The expression levels of PGC-1α/NRF-1 and oxidative respiratory chain proteins were measured by Western blotting and qPCR. (A) One day after surgery, the hippocampus was harvested to detect the transcription of PGC-1α and NRF-1 (n=6-7). The grouping is shown before. (B–D) The expression levels of PGC-1α, NRF-1, Atp5k, Atp5d, and Cox5a were measured three days post-surgery in the hippocampus in the four groups (n=4-5). The expression of PGC-1α, NRF-1, Atp5k, Atp5d, and Cox5a was normalized to that of the β-actin internal control. *P < 0.05; **P < 0.01; ***P < 0.001. Mean ± standard error of the mean values is presented for each group.

Figure 5

At 3 days post-surgery, the brain was harvested to detect the expression of PGC-1α and NRF-1 in different groups of mice by immunofluorescence (n=4). The grouping is as shown before. (A and B) Representative images for PGC-1α and NRF-1 in the hippocampus. (C) Quantification of PGC-1α and NRF-1 fluorescence in the hippocampus. *P < 0.05; **P < 0.01. Mean ± standard error of the mean values is presented for each group.

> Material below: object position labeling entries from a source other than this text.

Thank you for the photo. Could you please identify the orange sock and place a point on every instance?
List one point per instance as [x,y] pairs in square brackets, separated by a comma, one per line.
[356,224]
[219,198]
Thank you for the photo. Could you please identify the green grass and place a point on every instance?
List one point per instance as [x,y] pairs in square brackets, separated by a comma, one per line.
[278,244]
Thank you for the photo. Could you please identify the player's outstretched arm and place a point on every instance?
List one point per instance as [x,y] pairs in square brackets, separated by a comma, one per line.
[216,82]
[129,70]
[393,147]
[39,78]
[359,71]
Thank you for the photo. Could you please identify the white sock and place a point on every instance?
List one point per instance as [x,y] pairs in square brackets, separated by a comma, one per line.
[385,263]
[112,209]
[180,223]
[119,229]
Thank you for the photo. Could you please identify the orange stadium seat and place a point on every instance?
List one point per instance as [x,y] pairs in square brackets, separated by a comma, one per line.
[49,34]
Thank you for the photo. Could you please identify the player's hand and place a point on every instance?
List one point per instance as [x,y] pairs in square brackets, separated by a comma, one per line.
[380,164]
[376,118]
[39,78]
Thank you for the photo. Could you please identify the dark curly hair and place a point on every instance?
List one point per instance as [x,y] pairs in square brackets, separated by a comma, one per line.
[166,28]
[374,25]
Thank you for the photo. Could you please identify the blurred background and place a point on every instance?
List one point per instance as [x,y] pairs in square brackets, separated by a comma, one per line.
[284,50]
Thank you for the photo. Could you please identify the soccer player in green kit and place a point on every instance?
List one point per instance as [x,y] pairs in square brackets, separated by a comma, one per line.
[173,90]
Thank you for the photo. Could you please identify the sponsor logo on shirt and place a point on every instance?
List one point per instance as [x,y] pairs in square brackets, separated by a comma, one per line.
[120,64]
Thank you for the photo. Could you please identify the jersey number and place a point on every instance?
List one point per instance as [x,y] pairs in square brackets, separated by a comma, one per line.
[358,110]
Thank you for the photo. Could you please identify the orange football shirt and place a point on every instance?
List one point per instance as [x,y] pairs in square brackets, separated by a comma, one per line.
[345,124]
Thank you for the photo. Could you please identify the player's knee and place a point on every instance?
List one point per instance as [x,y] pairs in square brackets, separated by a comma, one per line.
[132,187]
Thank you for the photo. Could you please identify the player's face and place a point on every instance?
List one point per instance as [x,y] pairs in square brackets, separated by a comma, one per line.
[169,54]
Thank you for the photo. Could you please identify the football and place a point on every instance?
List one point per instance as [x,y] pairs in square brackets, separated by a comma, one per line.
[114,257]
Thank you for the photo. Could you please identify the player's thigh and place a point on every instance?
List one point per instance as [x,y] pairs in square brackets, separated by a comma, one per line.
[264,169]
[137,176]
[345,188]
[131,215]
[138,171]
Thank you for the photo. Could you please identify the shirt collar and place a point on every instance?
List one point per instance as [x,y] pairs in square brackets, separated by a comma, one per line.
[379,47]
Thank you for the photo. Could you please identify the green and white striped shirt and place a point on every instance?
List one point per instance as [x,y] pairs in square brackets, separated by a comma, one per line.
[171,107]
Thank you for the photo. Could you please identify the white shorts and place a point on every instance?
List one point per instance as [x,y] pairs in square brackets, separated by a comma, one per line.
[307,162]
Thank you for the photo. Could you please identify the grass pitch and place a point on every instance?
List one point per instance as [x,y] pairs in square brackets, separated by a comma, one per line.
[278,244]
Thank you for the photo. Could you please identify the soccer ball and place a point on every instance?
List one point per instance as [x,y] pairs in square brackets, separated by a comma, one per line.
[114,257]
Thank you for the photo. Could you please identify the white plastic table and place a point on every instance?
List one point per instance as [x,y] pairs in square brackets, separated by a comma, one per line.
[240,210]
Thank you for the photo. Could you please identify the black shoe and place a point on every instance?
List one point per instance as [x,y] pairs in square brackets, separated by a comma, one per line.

Scale bar, 100 μm.

Figure 6

Mitochondrial function was evaluated three days post-surgery in each group. (A and B) On the third day, the fresh hippocampus was harvested to measure ATP (n=9) and ROS (n=6) in the sham (C group), the surgery and DMSO (S group), the surgery and ZLN005 (5 mg/(kg⋅d)) (L group), and the surgery and ZLN005 (7.5 mg/(kg⋅d)) groups (H group). *P < 0.05; **P < 0.01; ***P < 0.001 by one-way analysis of variance (ANOVA); error bars denote the SEM.

Figure 7

The role of ZLN005 in perioperative neurocognitive disorders.